Thoughts of a Liturgical Art Collector


You may have noticed that there is a fashionable trend for all things ‘retro’ at the moment. "Vintage" and "retro" shops keep popping up all over the place; vintage sartorial classics have returned to the shelves and owning retro crockery and dressing retro-chic is in! In many ways, of course, this is a commendable practice for a return to the past is an attempt at stability, but a swift perusal of many of these shops leaves you feeling pretty empty and you quickly develop an impression of having seen it all before. In point of fact, this retro-trend seems only to look back sixty years and rarely beyond, trying to inspire a new generation through the cultural milieu of the 1960s and 70s.  By comparison, just beyond this world of the 'retro' lay the world of the antiques dealer. How does it stand by comparison? The world of antiques has never been at such a low; we find ourselves in a time where true antiques and art have been treated with indifference.
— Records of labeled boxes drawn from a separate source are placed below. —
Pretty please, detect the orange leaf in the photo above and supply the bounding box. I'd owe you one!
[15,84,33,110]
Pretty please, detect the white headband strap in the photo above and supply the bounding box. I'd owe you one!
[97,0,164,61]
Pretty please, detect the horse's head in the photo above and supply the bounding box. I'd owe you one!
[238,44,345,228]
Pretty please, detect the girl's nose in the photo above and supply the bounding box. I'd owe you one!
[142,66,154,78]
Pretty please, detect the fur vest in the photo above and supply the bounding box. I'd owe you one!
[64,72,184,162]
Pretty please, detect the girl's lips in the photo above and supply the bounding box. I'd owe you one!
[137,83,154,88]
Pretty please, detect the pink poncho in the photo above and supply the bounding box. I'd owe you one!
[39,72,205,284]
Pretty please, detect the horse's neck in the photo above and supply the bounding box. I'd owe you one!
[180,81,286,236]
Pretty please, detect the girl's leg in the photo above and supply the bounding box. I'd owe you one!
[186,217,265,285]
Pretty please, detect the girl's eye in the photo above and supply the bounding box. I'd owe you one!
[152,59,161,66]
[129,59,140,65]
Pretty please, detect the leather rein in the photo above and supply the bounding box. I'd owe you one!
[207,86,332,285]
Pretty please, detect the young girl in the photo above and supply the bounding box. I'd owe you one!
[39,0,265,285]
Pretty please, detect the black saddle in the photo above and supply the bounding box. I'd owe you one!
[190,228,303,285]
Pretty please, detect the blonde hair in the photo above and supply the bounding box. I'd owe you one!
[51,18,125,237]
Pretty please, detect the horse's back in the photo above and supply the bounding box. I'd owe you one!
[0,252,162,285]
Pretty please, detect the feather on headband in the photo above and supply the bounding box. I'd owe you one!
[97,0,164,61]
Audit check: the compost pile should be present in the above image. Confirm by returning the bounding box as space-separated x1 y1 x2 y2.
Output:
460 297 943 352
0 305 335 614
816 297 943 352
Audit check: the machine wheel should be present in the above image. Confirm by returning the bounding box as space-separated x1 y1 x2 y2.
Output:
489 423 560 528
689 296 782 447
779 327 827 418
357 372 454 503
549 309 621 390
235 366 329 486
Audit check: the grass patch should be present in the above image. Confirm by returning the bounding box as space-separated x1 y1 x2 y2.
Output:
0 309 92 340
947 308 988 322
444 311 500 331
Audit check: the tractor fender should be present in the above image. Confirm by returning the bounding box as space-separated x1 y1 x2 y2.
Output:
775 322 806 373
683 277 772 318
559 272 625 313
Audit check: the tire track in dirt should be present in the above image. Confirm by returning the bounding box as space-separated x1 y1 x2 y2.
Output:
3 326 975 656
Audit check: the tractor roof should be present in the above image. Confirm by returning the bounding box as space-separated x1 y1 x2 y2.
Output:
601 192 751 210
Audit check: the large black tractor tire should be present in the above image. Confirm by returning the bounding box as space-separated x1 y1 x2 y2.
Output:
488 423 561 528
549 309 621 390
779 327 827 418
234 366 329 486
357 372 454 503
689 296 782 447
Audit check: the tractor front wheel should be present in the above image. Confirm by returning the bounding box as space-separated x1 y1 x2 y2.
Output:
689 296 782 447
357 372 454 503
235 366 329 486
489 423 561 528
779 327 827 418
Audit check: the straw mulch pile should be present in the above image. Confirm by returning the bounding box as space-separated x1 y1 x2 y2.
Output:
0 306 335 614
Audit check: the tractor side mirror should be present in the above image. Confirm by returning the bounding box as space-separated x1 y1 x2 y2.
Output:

Interestingly however, this trend seems to be reversed within the Catholic Church. There, the young are looking for inspiration, not from sixty years ago, but from the antique traditions of the Church (just as their elders are throwing it out); there, the trend for the ancient and the traditional is back and flourishing.

But what has any of this got to do with collecting? In practical terms, quite a lot.
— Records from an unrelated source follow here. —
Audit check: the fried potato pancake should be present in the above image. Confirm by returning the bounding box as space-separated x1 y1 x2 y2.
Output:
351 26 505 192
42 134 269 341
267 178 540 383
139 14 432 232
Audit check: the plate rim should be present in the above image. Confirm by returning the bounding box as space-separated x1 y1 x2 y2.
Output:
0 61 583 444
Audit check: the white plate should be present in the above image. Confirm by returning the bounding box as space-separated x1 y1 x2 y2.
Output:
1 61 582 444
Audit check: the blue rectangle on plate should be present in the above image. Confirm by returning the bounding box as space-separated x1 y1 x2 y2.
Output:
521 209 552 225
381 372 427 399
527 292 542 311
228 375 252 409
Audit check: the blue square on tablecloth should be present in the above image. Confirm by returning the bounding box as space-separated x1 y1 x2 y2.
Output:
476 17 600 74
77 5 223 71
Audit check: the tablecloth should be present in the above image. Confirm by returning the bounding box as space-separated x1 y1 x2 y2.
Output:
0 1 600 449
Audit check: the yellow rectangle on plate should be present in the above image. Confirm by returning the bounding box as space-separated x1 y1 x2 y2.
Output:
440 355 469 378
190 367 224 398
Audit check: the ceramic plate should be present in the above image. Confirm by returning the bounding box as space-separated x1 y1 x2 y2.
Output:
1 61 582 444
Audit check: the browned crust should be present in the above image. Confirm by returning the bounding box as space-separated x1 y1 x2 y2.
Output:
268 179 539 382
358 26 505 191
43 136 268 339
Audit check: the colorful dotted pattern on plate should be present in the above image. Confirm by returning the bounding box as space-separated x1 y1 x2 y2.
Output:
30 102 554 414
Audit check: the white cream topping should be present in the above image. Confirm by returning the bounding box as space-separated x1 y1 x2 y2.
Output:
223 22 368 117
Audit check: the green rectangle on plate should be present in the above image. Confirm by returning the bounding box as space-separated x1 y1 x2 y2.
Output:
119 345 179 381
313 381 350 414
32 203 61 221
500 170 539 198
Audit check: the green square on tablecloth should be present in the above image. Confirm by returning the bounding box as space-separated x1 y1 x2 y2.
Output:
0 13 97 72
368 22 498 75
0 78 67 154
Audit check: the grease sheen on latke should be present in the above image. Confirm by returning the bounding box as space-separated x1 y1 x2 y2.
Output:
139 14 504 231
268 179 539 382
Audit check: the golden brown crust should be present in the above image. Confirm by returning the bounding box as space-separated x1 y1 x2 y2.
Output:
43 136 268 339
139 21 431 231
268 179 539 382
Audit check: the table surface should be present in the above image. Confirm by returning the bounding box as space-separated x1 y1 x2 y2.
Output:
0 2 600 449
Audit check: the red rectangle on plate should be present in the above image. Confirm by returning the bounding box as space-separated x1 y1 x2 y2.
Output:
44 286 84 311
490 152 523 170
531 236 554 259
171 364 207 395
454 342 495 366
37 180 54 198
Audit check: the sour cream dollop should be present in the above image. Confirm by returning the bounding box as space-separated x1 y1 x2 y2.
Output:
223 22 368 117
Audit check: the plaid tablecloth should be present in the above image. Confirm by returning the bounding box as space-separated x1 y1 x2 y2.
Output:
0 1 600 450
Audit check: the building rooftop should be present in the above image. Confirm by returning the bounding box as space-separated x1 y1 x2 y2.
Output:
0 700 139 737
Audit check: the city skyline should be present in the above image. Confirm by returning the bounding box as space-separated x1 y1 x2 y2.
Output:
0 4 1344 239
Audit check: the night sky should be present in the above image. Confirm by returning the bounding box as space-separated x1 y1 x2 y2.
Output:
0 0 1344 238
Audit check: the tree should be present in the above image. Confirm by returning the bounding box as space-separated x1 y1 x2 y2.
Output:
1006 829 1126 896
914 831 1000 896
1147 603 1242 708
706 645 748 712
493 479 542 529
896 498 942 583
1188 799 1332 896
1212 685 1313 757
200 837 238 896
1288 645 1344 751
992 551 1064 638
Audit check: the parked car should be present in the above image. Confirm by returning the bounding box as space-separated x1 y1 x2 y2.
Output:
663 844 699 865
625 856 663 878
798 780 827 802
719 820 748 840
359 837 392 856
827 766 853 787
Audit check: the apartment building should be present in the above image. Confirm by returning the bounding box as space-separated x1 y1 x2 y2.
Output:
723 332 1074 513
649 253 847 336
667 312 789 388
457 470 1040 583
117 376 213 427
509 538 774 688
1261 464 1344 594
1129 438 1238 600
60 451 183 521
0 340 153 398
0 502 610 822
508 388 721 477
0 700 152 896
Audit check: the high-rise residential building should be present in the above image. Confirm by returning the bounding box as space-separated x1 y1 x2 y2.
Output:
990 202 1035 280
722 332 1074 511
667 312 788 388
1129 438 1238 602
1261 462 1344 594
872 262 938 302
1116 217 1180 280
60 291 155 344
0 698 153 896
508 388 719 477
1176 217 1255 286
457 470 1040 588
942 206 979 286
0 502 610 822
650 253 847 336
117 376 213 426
Only last year I heard of a sale of the contents of a monastery near where I lived in France. Sure enough, an aging generation of monks had clung so long to their own, now obsolete, past that their monastery no longer inspired the young to join their ranks, thus forcing them to close down and disband their holdings. (Something of a common occurrence in France.) As I wandered through the cloisters of the deserted monastery -- where everything was for sale -- I couldn’t help but feel a mixture of anger and regret mixed also a purposeful sense of salvaging history. As I went to pay for my new acquisitions, boxes of books and vestments, I was pulled to one side by a woman who was genuinely surprised to see someone so young buying so much. “But it’s all old fashioned stuff,” she said. “Nobody wants it!”  Well, in fact they do.
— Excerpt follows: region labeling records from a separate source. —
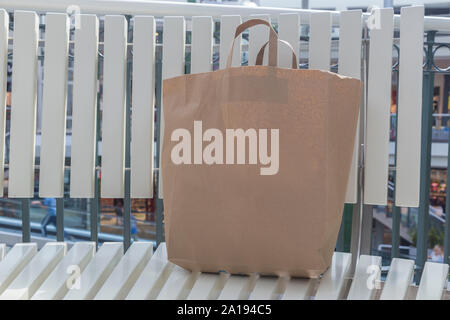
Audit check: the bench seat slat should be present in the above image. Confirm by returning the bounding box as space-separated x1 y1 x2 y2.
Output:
0 243 37 294
39 13 69 198
31 242 95 300
347 255 381 300
0 242 67 300
64 242 123 300
380 258 414 300
416 261 448 300
126 242 174 300
315 252 352 300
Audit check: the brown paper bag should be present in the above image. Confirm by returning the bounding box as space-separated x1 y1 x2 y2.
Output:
162 19 361 277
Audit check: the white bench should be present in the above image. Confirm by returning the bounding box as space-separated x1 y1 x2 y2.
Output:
0 0 450 299
0 242 450 300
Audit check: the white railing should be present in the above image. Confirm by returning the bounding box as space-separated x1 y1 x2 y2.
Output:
0 0 450 32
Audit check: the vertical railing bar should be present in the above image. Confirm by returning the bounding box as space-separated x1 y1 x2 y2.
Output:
89 60 101 247
391 67 400 258
56 198 64 241
153 51 164 246
123 16 132 251
416 31 436 281
21 198 31 242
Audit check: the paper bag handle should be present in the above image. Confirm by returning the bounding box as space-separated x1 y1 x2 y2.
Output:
227 19 278 68
255 39 298 69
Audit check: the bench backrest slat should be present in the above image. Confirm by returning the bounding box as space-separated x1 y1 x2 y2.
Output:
39 13 69 197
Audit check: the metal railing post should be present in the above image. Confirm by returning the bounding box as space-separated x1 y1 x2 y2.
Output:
416 31 436 281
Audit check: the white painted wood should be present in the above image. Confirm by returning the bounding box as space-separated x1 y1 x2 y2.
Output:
218 274 258 300
156 265 199 300
248 276 283 300
64 242 123 300
248 14 270 66
187 272 229 300
0 242 67 300
281 278 315 300
31 242 95 300
191 17 213 74
126 242 174 300
70 14 98 198
39 13 70 198
416 262 448 300
347 255 381 300
380 258 414 300
0 9 9 197
309 12 331 70
315 252 352 300
8 11 38 198
219 16 242 69
101 16 128 198
338 10 362 203
395 6 424 207
278 13 300 68
364 8 393 205
0 243 37 294
131 16 156 198
158 17 186 199
95 242 153 300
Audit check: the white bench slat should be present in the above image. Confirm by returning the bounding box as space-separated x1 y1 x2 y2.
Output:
158 17 186 199
338 10 362 203
395 6 424 207
309 12 331 70
0 243 37 294
0 9 9 197
248 276 283 300
364 8 394 205
315 252 352 300
281 278 315 300
248 14 270 66
416 261 448 300
8 11 38 198
156 262 199 300
218 274 258 300
219 16 242 69
191 17 213 74
131 16 156 198
70 14 98 198
278 13 300 69
31 242 95 300
39 13 70 198
95 242 153 300
101 16 128 198
126 242 174 300
0 242 67 300
187 272 228 300
64 242 123 300
380 258 414 300
347 255 381 300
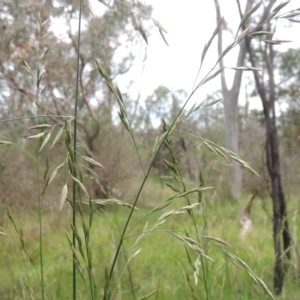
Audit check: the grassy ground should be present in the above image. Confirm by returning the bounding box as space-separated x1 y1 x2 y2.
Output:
0 180 300 300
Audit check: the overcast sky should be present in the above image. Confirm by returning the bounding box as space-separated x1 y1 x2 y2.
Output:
86 0 300 110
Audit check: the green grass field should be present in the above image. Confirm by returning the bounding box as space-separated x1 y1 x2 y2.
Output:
0 185 300 300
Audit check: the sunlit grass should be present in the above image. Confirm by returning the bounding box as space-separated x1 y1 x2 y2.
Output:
0 183 300 300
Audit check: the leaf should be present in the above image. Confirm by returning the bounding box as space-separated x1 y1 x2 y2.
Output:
138 23 148 45
81 155 105 168
59 184 68 211
200 67 225 85
288 19 300 23
271 0 290 16
238 0 263 30
230 67 261 71
28 124 52 129
217 42 236 63
263 40 291 45
50 127 64 149
0 141 12 145
159 28 169 47
201 17 224 65
72 175 89 197
139 289 158 300
98 0 109 8
204 98 223 107
39 131 51 152
86 0 95 17
48 161 66 184
249 31 272 36
152 18 168 34
236 27 249 43
22 60 31 74
27 132 47 139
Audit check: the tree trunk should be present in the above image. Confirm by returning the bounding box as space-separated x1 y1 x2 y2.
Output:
214 0 253 200
246 24 291 294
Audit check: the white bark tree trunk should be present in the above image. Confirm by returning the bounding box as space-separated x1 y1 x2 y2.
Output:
214 0 253 201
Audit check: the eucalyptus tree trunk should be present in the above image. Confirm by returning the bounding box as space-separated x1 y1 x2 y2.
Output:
239 0 291 294
214 0 253 201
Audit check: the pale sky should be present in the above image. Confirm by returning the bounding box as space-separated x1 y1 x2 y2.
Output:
81 0 300 106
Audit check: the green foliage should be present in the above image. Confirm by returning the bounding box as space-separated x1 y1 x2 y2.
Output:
0 1 299 300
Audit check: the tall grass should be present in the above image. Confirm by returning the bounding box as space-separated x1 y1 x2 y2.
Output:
2 0 300 300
On another occasion, while walking through a town centre in Western France I came across an antiques market. As I walked among the various stalls there was one seller with a heap of old clothes and textiles. For some unknown reason, I started rummaging among the pile only to turn up a number of cottas and albs. With inset purple sleeves for a prelate I wondered who they might have belonged to, only to find -- tucked down one sleeve -- a black and white photograph of a bishop with Pope John XXIII. “Yeah," said the seller, "I emptied that guy’s house recently.”

In point of fact, religious antiques pop up all the time at auctions, antique stores, flea markets and, of course, the closures of religious institutions. These objects are all a part of our heritage and one that we can (and should) easily salvage and preserve. Let's invest into our future by looking to and salvaging our past.